Curly_t@uRus said...

pantai bawa aura romantis tauuuu...

hehehehe
Met lebaran ya enno...maav telat
:)

Rona Nauli said...

bali cliff, uluwatu, padhang2, dreamland...kira2 kau bakal nyerah di pantai yang keberapa, No? :p

Enno said...

@asop: hahaha sama :P

@glo: he? pake bikini? ga salaaah? ngintip aaah, kufoto, trus aplod di blog wkwkwkw

@curly taurus: romantisnya malah bubar klo kulitku malah jd gosong, btw thx ucapan lebarannya may :)

@rona: di pantai yg ga bikin aku gosong madam... ada ga? :P

Mentari said...

Eh?

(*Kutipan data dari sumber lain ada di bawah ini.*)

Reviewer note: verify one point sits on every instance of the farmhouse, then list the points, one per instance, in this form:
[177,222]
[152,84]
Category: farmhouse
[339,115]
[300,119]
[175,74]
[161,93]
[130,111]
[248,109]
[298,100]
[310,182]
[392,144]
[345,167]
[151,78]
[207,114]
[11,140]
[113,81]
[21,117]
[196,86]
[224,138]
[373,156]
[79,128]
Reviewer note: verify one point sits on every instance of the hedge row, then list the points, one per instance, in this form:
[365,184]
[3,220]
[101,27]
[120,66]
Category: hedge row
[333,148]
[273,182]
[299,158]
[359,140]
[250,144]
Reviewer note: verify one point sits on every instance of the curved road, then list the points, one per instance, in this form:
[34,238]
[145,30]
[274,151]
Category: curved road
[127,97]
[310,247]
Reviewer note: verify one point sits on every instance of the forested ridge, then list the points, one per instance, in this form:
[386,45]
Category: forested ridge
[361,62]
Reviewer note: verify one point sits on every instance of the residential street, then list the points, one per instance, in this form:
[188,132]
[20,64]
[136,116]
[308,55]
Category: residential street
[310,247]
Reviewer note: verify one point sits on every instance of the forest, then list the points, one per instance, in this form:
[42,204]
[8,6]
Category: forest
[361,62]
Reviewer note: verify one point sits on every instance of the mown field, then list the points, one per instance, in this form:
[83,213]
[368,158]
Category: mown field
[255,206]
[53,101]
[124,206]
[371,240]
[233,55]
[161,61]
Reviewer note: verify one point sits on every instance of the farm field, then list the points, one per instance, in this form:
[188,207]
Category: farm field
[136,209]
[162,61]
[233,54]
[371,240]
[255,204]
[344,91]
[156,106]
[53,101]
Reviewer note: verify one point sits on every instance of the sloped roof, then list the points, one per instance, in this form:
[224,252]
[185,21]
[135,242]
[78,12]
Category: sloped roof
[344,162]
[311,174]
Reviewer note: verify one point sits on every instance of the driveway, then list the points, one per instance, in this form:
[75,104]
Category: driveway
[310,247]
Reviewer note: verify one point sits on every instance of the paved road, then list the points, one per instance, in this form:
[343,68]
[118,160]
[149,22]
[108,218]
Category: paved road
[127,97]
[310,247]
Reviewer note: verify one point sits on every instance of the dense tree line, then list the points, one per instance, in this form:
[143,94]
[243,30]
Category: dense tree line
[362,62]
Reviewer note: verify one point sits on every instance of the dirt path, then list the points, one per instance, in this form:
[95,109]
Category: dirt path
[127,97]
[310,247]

Mba Enno gak suka pantai? weleh, weleh, weleh...
padahal duduk di pasir, di bawah pohon kelapa, sambil diem aja berjam-jam ngeliatin laut itu rasanya seperti di surga lho *lebay ya* hehehe...

untung pacarnya suka pantai, siapa tahu Mba Enno jadi ketularan, hihihi

Rumah Dijual said...

wih kayanya pantainya keren banget tw,,, jadi pengin dah,, :(

Ujang Arnas said...

Woalah HIV yah :|

sekali lagi turut berduka cita deh.
semoga tenang disana.

Enno said...

@mentari: memang asik sih... sambil nulis di lappy gitu ya... tapi keasikan itu berubah mjd derita manakala gosong mulai melanda kulit putri kratonku wkwkwk *pret*

@rumah: makasih dah mampir

@uchank: iya... sedih bgt deh... amin, makasih ya doanya :)

Hans Febrian said...

aku selalu terobsesi sama pantai. makanya, satu minggu disini aku ke pantai tiap hari. who the heck care if i turn to be negro :P

Enno said...

hihihi.. kulit kamu emang butuh agak sedikit matahari krn tll pucat hans... tp masalah di aku itu bkn krn jd hitamnya, tp krn perihnya...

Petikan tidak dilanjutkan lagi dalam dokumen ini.